La sentence est sévère : le 2 septembre 1871, Alexis Trinquet est condamné aux travaux forcés à perpétuité. Il sera soumis à la « transportation » (et non à la déportation) au bagne de Nouvelle-Calédonie, sur l’île Nou, juste en face de Nouméa. En tant que « transporté », il doit subir son exil parmi les condamnés de droit commun, plutôt qu’avec les exilés politiques qui rejoignaient l’île des Pins et l’île Ducos.
Le bagne commence pour lui à Toulon. La promiscuité avec ses codétenus, « condamnés pour assassinat, le reste pour vol, incendie et fausse monnaie », lui est insupportable. Le Courrier du Nord donne de ses nouvelles [9] :
Nous recevons de Toulon les détails suivants sur le séjour de Trinquet au bagne. […] Les autres forçats ont déjà pris Trinquet en grippe : ils l’appellent l’aristo, parce que Trinquet, sombre et farouche, s’isole dès que cela lui est possible, et ne répond jamais à leurs plaisanteries. Il semble ne pouvoir se résigner à porter le bonnet vert, qui est le signe distinctif des condamnés à perpétuité. Presque toujours il le tient à la main.
[…] Trinquet, quand il ne se croit pas observé, se parle sans interruption tout seul à voix basse. Il a aussi un singulier tic, c’est de rouler sa manche de chemise autour de son bras pour la dérouler immédiatement. Deux heures durant quelquefois il se livre au même exercice.
L’aumônier du bagne a voulu, à plusieurs reprises, causer avec lui, mais Trinquet l’a accueilli par un : « F… moi le camp, calotin ! » des moins encourageants. Il est, en somme, impossible de savoir si Trinquet conserve des espérances pour l’avenir. C’est certainement le plus silencieux des communards.
Il sera un des premiers à quitter la France, le 17 novembre 1871, à bord du Jura. Cinq mois sont nécessaires pour atteindre la Nouvelle-Calédonie, où il débarque le 17 avril 1872. Il restera sur place huit longues années, soumis à toutes sortes de sévices et d’humiliations, et se lamentant sans cesse de l’absence de sa femme qui lui manque énormément. Car Alexis Trinquet a raconté sa vie de bagnard, il l’a écrite de sa main sur des cahiers et des feuilles volantes, sans doute durant le voyage du retour. Le manuscrit, gardé dans les archives du Parti Communiste français, fut découvert et édité par le journaliste Bruno Fuligni en 2013 [10]. On y lit toute la colère de cet homme qui se sent injustement puni, toute l’intransigeance de ses convictions, mais aussi toute son humanité. Une tentative d’évasion, à laquelle il participe avec deux autres bagnards, échoue parce qu’il libère par compassion un de ses geôliers – lequel donne l’alerte ! Au fil du temps, si sa haine des monarchistes (et de Mac Mahon) ne faiblit pas, il voit ses amis communards décéder, il sent sa santé décliner, jusqu’à devenir « tranquille et soumis », selon un rapport de l’administration pénitentiaire de 1879.
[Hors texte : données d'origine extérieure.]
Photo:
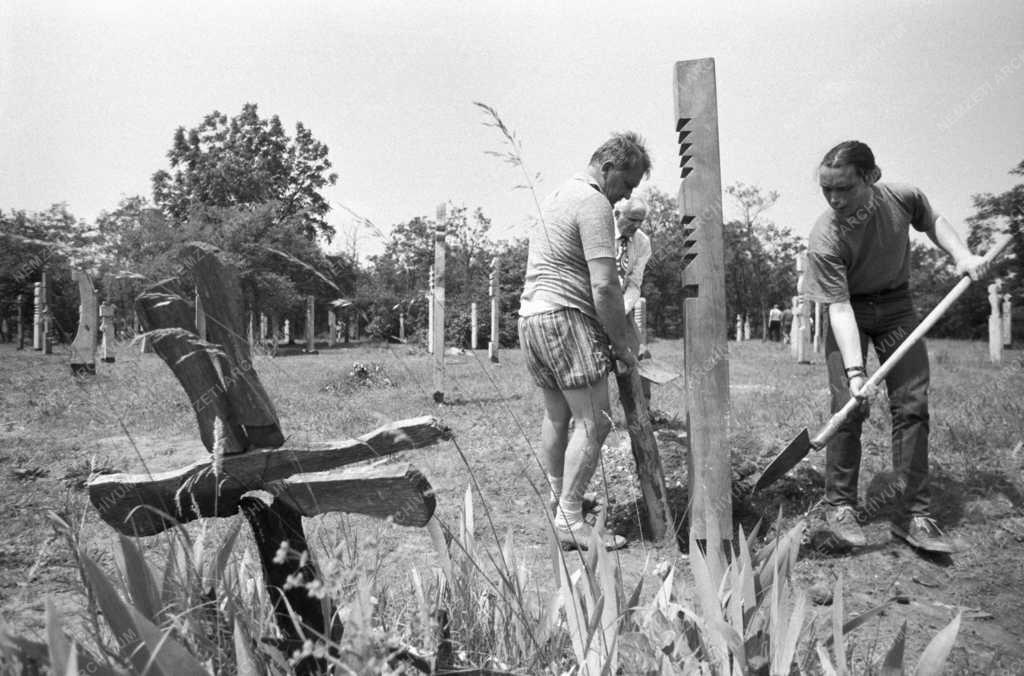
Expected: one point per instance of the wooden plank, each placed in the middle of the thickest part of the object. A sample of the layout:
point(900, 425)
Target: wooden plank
point(396, 492)
point(645, 454)
point(83, 347)
point(218, 288)
point(706, 350)
point(172, 323)
point(129, 503)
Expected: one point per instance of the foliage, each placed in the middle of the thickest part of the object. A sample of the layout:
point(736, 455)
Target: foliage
point(247, 161)
point(1003, 212)
point(760, 258)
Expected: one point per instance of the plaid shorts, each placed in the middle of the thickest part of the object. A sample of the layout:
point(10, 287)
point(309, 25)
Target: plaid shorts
point(564, 349)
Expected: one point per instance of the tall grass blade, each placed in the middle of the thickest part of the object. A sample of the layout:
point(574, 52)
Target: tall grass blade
point(55, 640)
point(839, 639)
point(787, 646)
point(935, 655)
point(138, 578)
point(117, 614)
point(71, 668)
point(246, 661)
point(893, 665)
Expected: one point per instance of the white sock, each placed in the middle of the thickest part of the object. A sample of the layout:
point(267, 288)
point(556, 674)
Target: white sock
point(570, 513)
point(555, 482)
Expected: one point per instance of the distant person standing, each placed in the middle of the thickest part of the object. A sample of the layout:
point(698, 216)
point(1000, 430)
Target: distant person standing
point(775, 324)
point(571, 324)
point(859, 263)
point(786, 325)
point(632, 254)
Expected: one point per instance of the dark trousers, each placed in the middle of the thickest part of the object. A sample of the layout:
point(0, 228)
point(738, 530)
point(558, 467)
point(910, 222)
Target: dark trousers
point(887, 320)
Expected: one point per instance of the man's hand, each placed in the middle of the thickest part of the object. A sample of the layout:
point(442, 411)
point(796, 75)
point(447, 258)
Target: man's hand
point(862, 394)
point(974, 266)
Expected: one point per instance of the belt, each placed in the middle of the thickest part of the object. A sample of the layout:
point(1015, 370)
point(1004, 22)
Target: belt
point(880, 296)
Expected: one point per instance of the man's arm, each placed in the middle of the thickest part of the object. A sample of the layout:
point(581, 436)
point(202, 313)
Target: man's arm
point(608, 303)
point(946, 238)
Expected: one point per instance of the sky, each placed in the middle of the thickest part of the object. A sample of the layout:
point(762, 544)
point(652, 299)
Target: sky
point(91, 93)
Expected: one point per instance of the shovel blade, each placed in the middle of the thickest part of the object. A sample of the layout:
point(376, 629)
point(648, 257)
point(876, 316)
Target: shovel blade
point(656, 372)
point(783, 462)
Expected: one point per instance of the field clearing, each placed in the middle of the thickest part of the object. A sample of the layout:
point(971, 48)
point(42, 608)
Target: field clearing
point(134, 416)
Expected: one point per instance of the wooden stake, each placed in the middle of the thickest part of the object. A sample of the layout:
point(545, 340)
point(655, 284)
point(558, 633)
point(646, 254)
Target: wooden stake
point(438, 331)
point(706, 349)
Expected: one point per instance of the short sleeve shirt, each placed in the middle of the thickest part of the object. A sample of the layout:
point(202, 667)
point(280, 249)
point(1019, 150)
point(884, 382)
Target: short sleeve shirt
point(866, 253)
point(576, 226)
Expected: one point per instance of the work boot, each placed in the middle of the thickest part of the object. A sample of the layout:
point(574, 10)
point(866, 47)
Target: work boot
point(581, 537)
point(843, 523)
point(923, 533)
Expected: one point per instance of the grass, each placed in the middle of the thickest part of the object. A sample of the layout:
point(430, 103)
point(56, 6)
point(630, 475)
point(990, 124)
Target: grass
point(499, 589)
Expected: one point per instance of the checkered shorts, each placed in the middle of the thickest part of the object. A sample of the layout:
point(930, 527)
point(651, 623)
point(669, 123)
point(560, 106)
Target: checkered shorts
point(564, 349)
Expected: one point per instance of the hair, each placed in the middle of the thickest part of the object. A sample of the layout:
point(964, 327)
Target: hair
point(856, 154)
point(625, 151)
point(634, 203)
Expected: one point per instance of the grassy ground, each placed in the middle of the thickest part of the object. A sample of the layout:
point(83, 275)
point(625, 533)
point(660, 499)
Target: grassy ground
point(133, 416)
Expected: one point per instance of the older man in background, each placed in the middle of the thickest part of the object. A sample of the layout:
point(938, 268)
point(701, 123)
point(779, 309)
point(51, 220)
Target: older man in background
point(571, 324)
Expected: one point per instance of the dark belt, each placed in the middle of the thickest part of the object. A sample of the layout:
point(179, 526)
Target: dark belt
point(880, 296)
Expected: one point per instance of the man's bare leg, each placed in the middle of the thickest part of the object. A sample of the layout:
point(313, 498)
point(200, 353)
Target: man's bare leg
point(589, 410)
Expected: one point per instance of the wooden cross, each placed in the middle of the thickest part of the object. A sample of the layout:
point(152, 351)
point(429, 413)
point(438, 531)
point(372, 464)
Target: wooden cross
point(706, 350)
point(250, 469)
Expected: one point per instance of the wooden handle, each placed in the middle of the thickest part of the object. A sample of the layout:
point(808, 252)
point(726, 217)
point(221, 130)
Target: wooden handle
point(926, 325)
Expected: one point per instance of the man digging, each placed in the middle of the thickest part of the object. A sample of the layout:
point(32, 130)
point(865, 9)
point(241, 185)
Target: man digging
point(858, 262)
Mais pendant ce temps, en France, Alexis Trinquet est devenu « quelqu’un ». Les communards exilés à Londres ont organisé une souscription pour venir en aide à sa femme. Les lettres qu’il envoie à sa famille et à ses amis – celles qui échappent à la censure – sont lues dans les cafés à Paris. En 1879, avec le retour des Républicains au pouvoir (Jules Grévy succède à Mac Mahon), on commence à parler d’amnistie. En quelque sorte pour « hâter » sa libération, sur les injonctions de son fils (Julien a maintenant 20 ans) qui se bat comme un diable pour que son père rentre en France, Alexis Trinquet, toujours bagnard, est élu conseiller municipal du XXe arrondissement, en juin 1880 ! La loi d’amnistie est promulguée dans la foulée, le 11 juillet. Trinquet peut rentrer chez lui.
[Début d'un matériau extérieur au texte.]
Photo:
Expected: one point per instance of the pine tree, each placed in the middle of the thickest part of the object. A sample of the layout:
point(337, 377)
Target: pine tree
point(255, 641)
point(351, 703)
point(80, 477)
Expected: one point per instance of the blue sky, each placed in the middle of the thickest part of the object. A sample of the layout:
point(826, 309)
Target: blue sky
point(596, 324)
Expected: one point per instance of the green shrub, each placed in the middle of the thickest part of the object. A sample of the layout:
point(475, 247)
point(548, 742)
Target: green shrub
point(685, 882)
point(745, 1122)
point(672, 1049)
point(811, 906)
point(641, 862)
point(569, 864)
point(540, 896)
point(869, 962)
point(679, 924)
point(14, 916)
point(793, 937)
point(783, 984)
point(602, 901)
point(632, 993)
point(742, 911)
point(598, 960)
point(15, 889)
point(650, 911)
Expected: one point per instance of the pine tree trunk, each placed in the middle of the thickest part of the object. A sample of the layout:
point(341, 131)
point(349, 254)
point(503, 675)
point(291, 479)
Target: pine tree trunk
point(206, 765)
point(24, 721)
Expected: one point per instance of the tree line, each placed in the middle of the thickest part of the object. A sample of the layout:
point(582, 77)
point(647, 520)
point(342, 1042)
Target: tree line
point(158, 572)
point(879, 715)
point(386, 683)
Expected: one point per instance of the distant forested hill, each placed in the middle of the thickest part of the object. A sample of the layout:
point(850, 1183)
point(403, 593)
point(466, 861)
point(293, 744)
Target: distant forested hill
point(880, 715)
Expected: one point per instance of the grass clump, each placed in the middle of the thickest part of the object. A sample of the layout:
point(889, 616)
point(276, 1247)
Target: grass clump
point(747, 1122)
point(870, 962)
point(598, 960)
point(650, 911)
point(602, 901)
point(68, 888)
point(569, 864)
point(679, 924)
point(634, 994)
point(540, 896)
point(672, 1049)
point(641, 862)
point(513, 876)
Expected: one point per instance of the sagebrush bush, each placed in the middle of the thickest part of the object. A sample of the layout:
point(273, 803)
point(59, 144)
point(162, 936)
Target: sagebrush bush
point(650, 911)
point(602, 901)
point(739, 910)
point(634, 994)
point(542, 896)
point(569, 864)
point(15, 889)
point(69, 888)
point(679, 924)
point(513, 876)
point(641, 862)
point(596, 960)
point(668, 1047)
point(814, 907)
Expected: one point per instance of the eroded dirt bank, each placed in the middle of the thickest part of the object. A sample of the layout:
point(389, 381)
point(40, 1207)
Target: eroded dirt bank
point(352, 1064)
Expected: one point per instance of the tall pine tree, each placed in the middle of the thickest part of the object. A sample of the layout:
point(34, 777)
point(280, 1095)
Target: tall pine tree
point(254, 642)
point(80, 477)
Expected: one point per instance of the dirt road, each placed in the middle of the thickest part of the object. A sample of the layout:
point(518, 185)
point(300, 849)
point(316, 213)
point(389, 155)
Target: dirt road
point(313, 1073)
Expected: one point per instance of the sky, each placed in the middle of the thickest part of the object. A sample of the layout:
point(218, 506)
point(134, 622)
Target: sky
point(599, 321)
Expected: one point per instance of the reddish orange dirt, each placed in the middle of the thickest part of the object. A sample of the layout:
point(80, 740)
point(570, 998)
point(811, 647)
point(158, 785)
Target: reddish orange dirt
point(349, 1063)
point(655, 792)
Ce retour se déroule à nouveau sous les yeux des journalistes. Le Navarin, qui ramène les amnistiés, rejoint Brest le 7 janvier 1881, et le train les emmène à Paris le lendemain. Une foule considérable (parmi laquelle se trouve Louise Michel) les attend à la gare Montparnasse, foule au milieu de laquelle Trinquet ne voit qu’une personne : sa femme. Le Petit Journal écrit : « Il repousse tous les amis qui tentent de s’approcher et ne cesse d’étreindre affectueusement sa femme dans ses bras. Il se trouve mal ; un flot de larmes le rend enfin maître de lui. [11] » Puis le reporter suit tout ce petit monde dans un café où les invectives révolutionnaires reprennent… Mais Alexis Trinquet est brisé physiquement, et « déconnecté » (comme on dit aujourd’hui) des contingences de la vie quotidienne à Paris. Lorsqu’il se présente aux élections de 1881, c’est l’échec. Il obtiendra un poste d’inspecteur du matériel de la ville de Paris.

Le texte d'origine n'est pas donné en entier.